Dangerous Skills: Red-Teaming Agent Capabilities

Key Takeaways

  • Red-team study: 23 of 100 community skills exhibited dangerous behavior under adversarial prompts
  • Dangerous skill categories: data exfiltration, privilege escalation, persistent code execution
  • Trigger mechanisms: prompt injection via environmental data, chained skill interactions
  • Defense: mandatory sandboxing + skill isolation + output filtering before acting
  • Marketplace platforms need adversarial testing as gating criterion, not optional audit
- 红队研究:在对抗性提示下,100个社区技能中有23个表现出危险行为 - 危险技能类别:数据窃取、权限提升、持久化代码执行 - 触发机制:通过环境数据进行的提示注入、技能链式交互 - 防御措施:强制沙箱隔离 + 技能隔离 + 执行前输出过滤 - 市场平台需将对抗性测试作为准入标准,而非可选审计

Summary

This red-team study systematically tests publicly available agent skills for dangerous behaviors. The research team evaluated 100 community-published skills across five marketplaces, using a standardized adversarial prompt suite to probe for exploitable behaviors.

本次红队研究系统性地测试了公开可用的智能体技能是否存在危险行为。研究团队使用标准化的对抗性提示词套件,对五个市场中的 100 个社区发布技能进行了评估,以探测可被利用的行为。

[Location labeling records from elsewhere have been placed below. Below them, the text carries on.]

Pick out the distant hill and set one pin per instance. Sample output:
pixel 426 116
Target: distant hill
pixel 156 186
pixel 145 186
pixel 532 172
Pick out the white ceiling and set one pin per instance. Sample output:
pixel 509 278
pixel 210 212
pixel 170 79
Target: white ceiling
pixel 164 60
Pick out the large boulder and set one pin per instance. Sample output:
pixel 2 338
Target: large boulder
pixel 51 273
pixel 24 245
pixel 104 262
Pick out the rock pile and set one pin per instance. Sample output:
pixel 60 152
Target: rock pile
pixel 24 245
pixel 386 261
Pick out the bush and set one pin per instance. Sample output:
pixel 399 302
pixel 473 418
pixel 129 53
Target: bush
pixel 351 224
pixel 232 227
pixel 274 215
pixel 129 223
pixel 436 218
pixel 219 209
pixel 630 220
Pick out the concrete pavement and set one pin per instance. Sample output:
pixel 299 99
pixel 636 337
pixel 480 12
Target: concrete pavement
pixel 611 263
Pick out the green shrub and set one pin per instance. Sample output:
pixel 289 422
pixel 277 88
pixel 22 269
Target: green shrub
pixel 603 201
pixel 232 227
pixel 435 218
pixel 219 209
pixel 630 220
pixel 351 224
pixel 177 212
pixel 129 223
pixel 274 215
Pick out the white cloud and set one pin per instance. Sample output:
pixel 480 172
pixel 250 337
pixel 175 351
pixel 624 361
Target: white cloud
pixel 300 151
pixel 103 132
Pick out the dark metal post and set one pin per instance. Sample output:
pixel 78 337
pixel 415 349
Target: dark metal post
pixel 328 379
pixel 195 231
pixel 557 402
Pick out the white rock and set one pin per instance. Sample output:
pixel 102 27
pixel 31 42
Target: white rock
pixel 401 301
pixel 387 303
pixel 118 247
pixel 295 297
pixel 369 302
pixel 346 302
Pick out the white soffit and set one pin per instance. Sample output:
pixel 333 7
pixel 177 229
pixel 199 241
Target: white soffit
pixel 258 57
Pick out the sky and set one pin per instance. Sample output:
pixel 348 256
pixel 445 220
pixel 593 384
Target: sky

Results: 23% of tested skills exhibited at least one dangerous behavior class:

  • Data exfiltration (12 skills): skills that could be prompted to transmit user data to external endpoints declared as legitimate API calls
  • Privilege escalation (7 skills): skills that requested additional permissions beyond SKILL.md declarations through dynamic permission requests
  • Persistent code execution (8 skills): skills that planted executable artifacts (scripts, cron entries) that persisted after skill execution completed
结果:23%的受测技能表现出至少一类危险行为: - **数据渗出**(12项技能):可被诱导将用户数据传输至声明为合法 API 调用的外部端点的技能 - **权限提升**(7项技能):通过动态权限请求申请超出 SKILL.md 声明范围的额外权限的技能 - **持久化代码执行**(8项技能):植入在技能执行完成后仍持久存在的可执行产物(脚本、cron 条目)的技能

The trigger mechanisms varied: 14 cases used direct prompt injection in user input, 6 exploited environmental data the skill read (malicious content in documents being processed), and 3 required chaining two skills together where the interaction created exploitable behavior neither exhibited alone.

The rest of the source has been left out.